Dilansir dari laman Times of India pada Sabtu, 30 Agustus 2025, jika telur tak dipasteurisasi atau tidak dimasak dengan benar, bakteri bisa bertahan di dalam kuning telur. Infeksinya dapat menimbulkan gejala seperti demam, diare, hingga kram perut.
Jika telur tidak dipasteurisasi atau tak dimasak dengan benar, bakteri masih bisa bertahan di kuning telur dan memicu gejala seperti demam, diare, dan sakit perut.
Baca juga:
Cara Aman Konsumsi Telur
Risiko tersebut sebenarnya bisa dikurangi dengan beberapa langkah sederhana. Gunakan telur yang segar, bersih, dan sebaiknya sudah melalui proses pasteurisasi.

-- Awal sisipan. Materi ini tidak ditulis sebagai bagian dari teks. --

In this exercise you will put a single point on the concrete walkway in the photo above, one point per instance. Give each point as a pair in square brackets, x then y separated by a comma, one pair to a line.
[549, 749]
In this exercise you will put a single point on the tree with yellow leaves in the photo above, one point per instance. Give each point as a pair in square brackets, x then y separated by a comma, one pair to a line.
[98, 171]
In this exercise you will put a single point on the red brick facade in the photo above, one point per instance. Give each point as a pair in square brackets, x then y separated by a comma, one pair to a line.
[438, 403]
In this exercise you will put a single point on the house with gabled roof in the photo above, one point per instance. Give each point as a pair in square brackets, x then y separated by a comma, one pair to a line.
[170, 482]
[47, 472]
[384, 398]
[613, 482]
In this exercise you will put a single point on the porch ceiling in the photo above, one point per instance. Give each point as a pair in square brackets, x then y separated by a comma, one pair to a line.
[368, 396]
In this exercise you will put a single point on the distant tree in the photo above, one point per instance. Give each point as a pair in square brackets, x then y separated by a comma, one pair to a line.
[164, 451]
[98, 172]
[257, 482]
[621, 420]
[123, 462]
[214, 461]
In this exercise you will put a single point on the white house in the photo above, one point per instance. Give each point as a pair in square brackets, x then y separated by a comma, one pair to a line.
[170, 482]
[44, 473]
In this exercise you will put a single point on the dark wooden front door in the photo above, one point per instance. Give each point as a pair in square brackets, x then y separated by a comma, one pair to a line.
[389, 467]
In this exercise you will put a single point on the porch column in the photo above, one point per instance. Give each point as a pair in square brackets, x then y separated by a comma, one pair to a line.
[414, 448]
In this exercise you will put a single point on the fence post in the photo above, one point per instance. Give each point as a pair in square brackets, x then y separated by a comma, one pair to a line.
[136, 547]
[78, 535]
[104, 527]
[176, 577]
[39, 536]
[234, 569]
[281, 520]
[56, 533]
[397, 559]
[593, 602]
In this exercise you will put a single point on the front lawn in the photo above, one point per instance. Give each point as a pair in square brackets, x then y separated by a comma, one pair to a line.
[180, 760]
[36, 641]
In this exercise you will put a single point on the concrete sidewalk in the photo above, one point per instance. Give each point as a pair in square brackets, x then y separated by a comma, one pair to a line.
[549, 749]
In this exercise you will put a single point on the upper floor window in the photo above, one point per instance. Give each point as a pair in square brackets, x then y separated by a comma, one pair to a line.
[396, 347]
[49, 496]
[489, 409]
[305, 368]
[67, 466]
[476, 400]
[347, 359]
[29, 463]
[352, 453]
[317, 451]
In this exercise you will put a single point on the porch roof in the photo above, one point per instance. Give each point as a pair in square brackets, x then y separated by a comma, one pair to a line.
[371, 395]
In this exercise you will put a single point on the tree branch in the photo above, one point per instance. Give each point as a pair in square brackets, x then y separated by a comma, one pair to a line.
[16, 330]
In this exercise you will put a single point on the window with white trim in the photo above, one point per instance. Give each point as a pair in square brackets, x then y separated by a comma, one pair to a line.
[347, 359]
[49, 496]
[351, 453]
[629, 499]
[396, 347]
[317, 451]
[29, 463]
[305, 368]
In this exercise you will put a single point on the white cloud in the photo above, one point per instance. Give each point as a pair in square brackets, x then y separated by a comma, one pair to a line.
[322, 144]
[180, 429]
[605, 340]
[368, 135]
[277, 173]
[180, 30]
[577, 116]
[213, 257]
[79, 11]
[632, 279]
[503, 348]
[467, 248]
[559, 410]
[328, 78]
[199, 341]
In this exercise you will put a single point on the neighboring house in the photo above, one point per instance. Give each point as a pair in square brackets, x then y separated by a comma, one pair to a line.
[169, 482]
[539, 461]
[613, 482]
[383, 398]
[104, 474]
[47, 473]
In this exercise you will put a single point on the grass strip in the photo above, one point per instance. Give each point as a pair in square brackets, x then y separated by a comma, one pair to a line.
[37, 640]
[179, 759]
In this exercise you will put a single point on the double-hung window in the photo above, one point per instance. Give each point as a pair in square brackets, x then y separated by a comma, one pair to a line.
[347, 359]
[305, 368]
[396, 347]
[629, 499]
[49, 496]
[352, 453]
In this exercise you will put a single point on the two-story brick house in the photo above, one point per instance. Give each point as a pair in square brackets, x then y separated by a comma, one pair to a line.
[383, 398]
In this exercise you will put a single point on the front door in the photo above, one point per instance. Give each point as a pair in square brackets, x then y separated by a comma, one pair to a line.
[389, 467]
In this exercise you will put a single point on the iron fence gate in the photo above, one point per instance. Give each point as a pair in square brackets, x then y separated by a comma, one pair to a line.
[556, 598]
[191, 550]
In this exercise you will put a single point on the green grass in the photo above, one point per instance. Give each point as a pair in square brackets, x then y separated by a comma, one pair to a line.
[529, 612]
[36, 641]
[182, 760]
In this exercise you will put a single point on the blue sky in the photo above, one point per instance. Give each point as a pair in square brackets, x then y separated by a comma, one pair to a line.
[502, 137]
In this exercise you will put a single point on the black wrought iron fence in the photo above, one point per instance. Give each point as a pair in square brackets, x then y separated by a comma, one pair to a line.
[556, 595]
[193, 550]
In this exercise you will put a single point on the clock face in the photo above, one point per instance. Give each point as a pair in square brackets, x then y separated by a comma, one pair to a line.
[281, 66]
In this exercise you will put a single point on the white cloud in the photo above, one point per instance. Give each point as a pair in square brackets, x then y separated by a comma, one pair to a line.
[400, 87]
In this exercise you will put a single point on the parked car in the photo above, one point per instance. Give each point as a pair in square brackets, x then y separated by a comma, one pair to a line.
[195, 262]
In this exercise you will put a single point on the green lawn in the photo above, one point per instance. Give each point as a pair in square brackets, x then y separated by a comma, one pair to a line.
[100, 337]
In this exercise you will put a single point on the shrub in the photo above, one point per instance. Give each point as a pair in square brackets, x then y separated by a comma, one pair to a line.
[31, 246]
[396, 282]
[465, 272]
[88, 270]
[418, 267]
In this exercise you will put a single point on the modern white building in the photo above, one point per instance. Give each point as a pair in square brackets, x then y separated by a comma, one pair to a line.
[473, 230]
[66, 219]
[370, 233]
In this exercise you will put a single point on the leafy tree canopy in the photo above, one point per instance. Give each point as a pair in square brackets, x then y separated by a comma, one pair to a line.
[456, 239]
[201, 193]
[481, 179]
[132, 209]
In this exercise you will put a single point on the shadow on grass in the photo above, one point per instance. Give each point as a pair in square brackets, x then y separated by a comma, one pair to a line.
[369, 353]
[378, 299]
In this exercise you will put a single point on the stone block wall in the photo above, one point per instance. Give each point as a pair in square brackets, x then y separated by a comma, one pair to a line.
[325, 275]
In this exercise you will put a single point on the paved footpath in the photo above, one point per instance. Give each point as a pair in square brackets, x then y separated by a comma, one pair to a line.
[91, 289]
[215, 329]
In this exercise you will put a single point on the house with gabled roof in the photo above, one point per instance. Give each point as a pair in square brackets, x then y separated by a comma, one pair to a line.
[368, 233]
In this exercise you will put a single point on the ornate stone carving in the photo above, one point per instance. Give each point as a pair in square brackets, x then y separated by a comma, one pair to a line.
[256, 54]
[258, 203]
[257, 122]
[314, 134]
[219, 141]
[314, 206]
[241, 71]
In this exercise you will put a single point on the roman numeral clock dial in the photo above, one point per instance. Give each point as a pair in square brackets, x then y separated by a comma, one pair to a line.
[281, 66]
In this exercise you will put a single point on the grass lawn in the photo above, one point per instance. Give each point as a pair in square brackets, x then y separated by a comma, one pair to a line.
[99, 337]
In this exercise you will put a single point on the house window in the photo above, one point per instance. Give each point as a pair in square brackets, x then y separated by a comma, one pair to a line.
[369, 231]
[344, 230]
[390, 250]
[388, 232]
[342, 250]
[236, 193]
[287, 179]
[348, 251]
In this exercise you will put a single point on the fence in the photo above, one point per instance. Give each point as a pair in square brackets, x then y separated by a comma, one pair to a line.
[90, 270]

Cuci kulit telur sebelum direbus, lalu pastikan bagian putihnya benar-benar matang. Selain itu, beli telur dari sumber yang terpercaya dan simpan di dalam kulkas agar tetap aman dikonsumsi.
Selalu gunakan telur segar dan pastikan penyimpanannya di tempat yang benar agar kualitas dan keamanannya tetap terjaga.
Siapa yang Sebaiknya Menghindari?
Meski orang dewasa yang sehat umumnya boleh mengonsumsi telur setengah matang sesekali, ada beberapa kelompok yang sebaiknya menghindarinya.
Mereka adalah ibu hamil, anak-anak, orang lanjut usia, dan mereka yang memiliki sistem imun lemah. Untuk kelompok ini, telur yang dimasak matang sepenuhnya jauh lebih aman agar tidak berisiko terkena infeksi.
Bagi ibu hamil, anak-anak, lansia, atau mereka yang memiliki daya tahan tubuh rendah, telur matang sempurna adalah pilihan paling aman.